Раз, лет 25 назад, я пошел случайно на чердак. Старый чемодан. Поднял крышку – и увидел, что он до краев набит (в конвертах) старыми письмами. Сойдя вниз, я спросил:
– Что это?
– Это мои (ко мне) старые письма, – сказала женщина-врач, знаменитая деятельница 60-х годов.
Целый чемодан!
Читая иногда письма прислуге, я бывал поражен красками народного говора, народной души, народного мировоззрения и быта. И думал: – «Да это – литература, прекраснейшая литература».
Письма писателей вообще скучны, бесцветны. Они, как скупые, «цветочки» приберегают для печати, и все письма их – полинявшие, тусклые, без «говора». Их бы и печатать не стоило. Но корреспонденция частных людей истинно замечательна.
Каждый век (в частных письмах) говорит своим языком. Каждое сословие. Каждый человек.
Вместо «ерунды в повестях» выбросить бы из журналов эту новейшую беллетристику и вместо нее…
Ну, – печатать дело', науку, рассуждения, философию.
Но иногда, а впрочем лучше в отдельных книгах, вот воспроизвести чемодан старых писем. Цветков и Гершензон много бы оттуда выудили. Да и «зачитался бы с задумчивостью» иной читатель, немногие серьезные люди…
* * *
Приятно стоять «выше морали» и на просьбы кредиторов – по-наполеоновски размахнуться и гордо ответить: «Не плачу». Но окаянно, когда мне не платят; а за «ближними» есть должишки. Перебиваюсь, жду. Не знаю, как выйти из положения: в мелочной задолжал. Не обращаться же к приставу, хоть и подумываю.
(философия Ницше).
* * *
Да, я коварен, как Цезарь Борджиа: и про друзей своих черт знает что говорю. Люблю эту черную измену, в которой блестят глаза демонов. Но ужасно неприятно, что моя квартирная хозяйка распространяет по лестнице сплетню, будто я живу с горничной, – и дворники «так запанибрата» смотрят на меня, как будто я уже и не барин.
Я барин. И хочу, чтобы меня уважали как барина.
До «Ницшеанской свободы» можно дойти, только «пройдя через барина». А как же я «пройду через барина», когда мне долгов не платят, по лестнице говорят гадости, и даже на улице кто-то заехал в рыло, т. е. попал мне в лицо, и, когда я хотел позвать городового, спьяна закричал:
– Презренный, ты не знаешь новой морали, по которой давать ближнему в ухо не только не порочно, но даже добродетельно.
Я понимаю, что это так, если я даю.
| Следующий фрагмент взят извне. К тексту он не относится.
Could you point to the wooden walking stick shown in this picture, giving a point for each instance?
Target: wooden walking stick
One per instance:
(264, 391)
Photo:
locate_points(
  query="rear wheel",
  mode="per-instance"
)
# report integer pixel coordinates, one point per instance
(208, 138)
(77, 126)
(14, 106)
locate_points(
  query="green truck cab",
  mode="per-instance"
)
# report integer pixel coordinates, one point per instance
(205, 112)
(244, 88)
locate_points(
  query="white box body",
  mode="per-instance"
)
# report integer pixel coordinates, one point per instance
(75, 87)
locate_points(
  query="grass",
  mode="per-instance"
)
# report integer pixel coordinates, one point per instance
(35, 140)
Но когда мне дают?..
(тоже философия).
* * *
Рцы точно без рук и без ног. Только голова и живот.
Смотрит, думает и кушает.
Ему приходится «служить». Бедный. На службе в контроле он мне показал из-под полы великолепные «пахитоски»:
– Из Испании. От друга. Контрабанда.
Потом я таких нигде не встречал.
На обеде с Шараповым и еще каким-то пароходчиком я услышал от него замечательное выражение: «вкусовая гамма» (что после чего есть).
Но сидя и не двигаясь, он все отлично обдумывает и не ошибается в расчете и плане. Он есть естественный и превосходный директор-воспитатель, с 3–4 подручными «субиками», Лицея, Правоведения, чего угодно. А он вынужден был «проверять отчетность» в железнодорожном департаменте. Поневоле он занимался пахитосками.
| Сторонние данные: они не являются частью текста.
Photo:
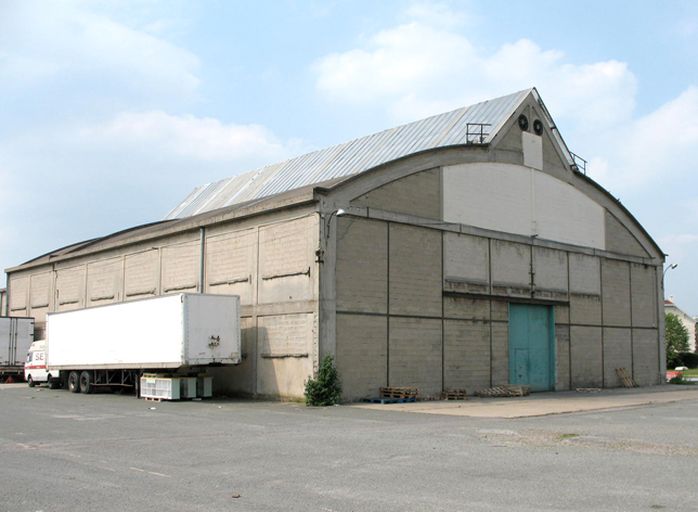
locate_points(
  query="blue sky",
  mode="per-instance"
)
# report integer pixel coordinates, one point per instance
(112, 111)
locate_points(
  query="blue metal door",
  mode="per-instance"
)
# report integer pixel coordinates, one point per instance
(531, 348)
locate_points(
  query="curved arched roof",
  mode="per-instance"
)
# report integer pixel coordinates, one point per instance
(356, 156)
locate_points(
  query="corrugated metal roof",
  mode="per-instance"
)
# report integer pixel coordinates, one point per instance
(351, 157)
От него я слышал замечательные выражения. Весь настороженный и как-то ударя пальцем по воздуху, он проникновенно сказал раз:
«Такт есть ум сердца». Как это деликатно и тонко.
Еще:
«Да, он не может читать лекций. И вообще – ничего не может. У нас его и вообще таких гонят в шею. В Оксфорде его оставляют. Он копается в книгах. Он ищет, находит, нюхает. Он – призванный ученый; ученый но вдохновению, а не по диплому. И молодым людям, из элементарной школы и почти что с улицы, полезно видеть около себя эту постоянную фигуру сгорбленного над книгами человека, которая их учит больше, чем лекции молодого, блестящего говоруна».
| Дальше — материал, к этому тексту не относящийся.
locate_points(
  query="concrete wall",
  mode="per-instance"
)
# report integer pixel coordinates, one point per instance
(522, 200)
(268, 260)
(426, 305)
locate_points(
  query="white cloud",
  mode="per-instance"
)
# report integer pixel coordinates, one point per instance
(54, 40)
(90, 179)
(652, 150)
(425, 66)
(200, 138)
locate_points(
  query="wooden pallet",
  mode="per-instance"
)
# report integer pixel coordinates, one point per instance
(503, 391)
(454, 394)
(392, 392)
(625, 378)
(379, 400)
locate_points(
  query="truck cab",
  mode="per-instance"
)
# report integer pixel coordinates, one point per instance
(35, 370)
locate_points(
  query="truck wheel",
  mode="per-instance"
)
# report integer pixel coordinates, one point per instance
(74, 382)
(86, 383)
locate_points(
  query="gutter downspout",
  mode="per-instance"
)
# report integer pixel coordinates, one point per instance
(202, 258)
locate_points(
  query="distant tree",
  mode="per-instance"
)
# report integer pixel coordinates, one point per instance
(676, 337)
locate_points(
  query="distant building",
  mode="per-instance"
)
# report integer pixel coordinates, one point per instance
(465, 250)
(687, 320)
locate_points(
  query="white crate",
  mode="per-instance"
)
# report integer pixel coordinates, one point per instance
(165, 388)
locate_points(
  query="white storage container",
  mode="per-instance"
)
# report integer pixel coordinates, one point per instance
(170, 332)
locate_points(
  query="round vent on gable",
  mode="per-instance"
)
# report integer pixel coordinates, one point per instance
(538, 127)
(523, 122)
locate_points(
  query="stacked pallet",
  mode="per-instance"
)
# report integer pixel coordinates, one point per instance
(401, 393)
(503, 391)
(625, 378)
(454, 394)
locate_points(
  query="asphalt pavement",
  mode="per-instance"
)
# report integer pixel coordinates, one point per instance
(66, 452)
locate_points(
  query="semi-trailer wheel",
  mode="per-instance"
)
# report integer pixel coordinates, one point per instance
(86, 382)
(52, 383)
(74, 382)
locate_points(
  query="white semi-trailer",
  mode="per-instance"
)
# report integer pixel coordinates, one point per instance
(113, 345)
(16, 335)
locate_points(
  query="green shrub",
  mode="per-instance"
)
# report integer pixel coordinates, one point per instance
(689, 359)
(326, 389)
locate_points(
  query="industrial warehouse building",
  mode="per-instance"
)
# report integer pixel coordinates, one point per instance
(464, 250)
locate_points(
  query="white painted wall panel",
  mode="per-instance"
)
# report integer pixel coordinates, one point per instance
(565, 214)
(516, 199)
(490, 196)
Ведь это – канон для университетов, о котором не догадался ни один из русских министров просвещения.
* * *
Есть несвоевременные слова. К ним относятся Новиков и Радищев. Они говорили правду, и высокую человеческую правду. Однако если бы эта «правда» расползлась в десятках и сотнях тысяч листков, брошюр, книжек, журналов по лицу русской земли, – доползла бы до Пензы, до Тамбова, Тулы, обняла бы Москву и Петербург, то пензенцы и туляки, смоляне и псковичи не имели бы духа отразить Наполеона.
Вероятнее, они призвали бы «способных иностранцев» завоевать Россию, как собирался позвать их Смердяков и как призывал их к этому идейно «Современник»; также и Карамзин не написал бы своей «Истории». Вот почему Радищев и Новиков хотя говорили «правду», но – ненужную, в то время – ненужную. И их, собственно, устранили, а словам их не дали удовлетворения. Это – не против мысли их, а против распространения этой мысли. Вольно же было Гутенбергу изобретать свою машинку. С тех пор и началось «стеснение свободы мысли», которая на самом деле состоит в «не хотим слушать».
* * *
Национальность для каждой нации есть рок ее, судьба ее; может быть даже и черная. Судьба в ее силе.
«От Судьбы не уйдешь»: и из «оков народа» тоже не уйдешь.
* * *
– Посидите, Федор Эдуардович.
– Нельзя. Меня Бызов ждет.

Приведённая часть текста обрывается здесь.